For photographer Milly Cope, taking pictures is an act of affection in addition to a type of revelation. “I believe we spend an excessive amount of time hiding ourselves,” explains the 23-year-old, reflecting on why she is drawn to the naked body, “not only through clothing but in addition by concealing our innermost thoughts.” Approaching photography as a way of honouring vulnerability – each physical and emotional – her perception of nakedness as “facing yourself from the within out” is the tenet of the imagery in her upcoming book, Body Ceremony.

Attempting to explore the feeling of corporeal detachment so lots of us acquire over time as a consequence of learnt shame, the book explores what it means to be naked and why we must always rejoice melancholia. Body Ceremony (published by Snap Collective) collates work which celebrates the spectrum of complex emotions that make us human, encompassing confusion, discomfort, joy, and fear. In a landscape of overly curated perfection and filters, Cope’s photographs feel confessional. Evoking cinematic stills, they hint on the glamorisation of bodies on screen, and heighten the fantastic thing about bare reality: “It feels evermore beautiful to disclose a truth.”

“Photography itself is a melancholic act… a fear of what’s being lost; a desire to carry something close for a moment longer” – Milly Cope

Having posed for her own pictures from the age of 15, Cope’s self-portraits function journeys of acceptance. Even after almost a decade, she still finds it difficult to shoot herself, explaining, “It’s easy to feel insecure, nevertheless it is an invite to fight against that.” The character of analogue film means her body stays invisible after being shot, kept secure from judgement within the roll until it’s developed. The medium’s dependence on time encourages trust to be built, into her body like into herself. During a time when self-reverence can sometimes feel like a insurrection, she enshrines in her book her admiration for what the body endures and what it will possibly process emotionally. 

Through her lens, Cope metaphorically holds herself and other people she encounters, whether she knows intimately or whether or not they’re virtually strangers. Human connection and friendship are indeed on the centre of the imagery, documenting significant but fleeting moments with people from her recent life. It’s with a seemingly invisible camera that the photographer captures intimacy while managing to retain the moment’s honest and natural true essence. When asked what she would want people to remove from her book, she tells Dazed: “If Body Ceremony makes anyone feel slightly bit less alone, that might be quite lovely.”

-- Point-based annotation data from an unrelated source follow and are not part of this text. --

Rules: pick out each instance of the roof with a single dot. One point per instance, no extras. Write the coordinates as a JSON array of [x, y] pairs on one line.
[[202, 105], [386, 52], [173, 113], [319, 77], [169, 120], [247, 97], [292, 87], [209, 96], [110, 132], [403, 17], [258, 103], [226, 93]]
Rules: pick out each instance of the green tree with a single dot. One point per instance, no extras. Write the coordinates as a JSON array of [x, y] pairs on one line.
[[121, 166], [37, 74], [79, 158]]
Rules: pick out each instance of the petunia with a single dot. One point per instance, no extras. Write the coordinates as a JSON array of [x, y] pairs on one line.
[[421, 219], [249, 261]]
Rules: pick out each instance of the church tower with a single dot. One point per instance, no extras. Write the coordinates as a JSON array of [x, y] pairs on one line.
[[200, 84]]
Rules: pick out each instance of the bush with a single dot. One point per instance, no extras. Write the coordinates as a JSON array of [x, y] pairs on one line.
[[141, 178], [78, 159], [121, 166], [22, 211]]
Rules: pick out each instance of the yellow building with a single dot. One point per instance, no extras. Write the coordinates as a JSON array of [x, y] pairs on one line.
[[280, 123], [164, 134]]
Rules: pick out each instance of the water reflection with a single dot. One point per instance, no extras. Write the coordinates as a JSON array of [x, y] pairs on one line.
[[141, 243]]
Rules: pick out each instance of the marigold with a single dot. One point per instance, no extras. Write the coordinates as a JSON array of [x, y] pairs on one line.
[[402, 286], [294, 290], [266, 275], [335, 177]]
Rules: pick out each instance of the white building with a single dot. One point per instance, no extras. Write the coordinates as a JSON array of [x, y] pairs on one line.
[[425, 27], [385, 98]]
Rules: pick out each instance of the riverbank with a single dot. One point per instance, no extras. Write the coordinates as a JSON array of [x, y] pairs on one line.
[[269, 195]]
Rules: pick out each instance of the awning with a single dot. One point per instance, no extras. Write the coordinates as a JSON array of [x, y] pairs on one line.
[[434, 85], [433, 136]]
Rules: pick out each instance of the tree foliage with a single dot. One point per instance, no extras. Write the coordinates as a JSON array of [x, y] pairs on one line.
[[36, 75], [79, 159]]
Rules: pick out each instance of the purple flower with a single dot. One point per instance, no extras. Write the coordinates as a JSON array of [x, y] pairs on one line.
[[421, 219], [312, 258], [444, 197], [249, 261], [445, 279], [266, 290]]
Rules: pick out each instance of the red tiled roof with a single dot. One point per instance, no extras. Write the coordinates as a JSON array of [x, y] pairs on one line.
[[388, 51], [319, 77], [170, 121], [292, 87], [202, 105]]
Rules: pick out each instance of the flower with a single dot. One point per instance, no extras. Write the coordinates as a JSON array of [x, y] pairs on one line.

But taking pictures isn’t only a way for Cope to understand, it’s also to recollect. “Photography itself is a melancholic act,” she explains, “a fear of what’s being lost; a desire to carry something close for a moment longer. I find it quite hard to recollect things clearly. My head is within the clouds loads. Perhaps because of this I take so many photos.” Accordingly, memory and love are woven into the material of Body Ceremony, radiating from every page. 

Body Ceremony is published by Snap Collective and is on the market to pre-order now.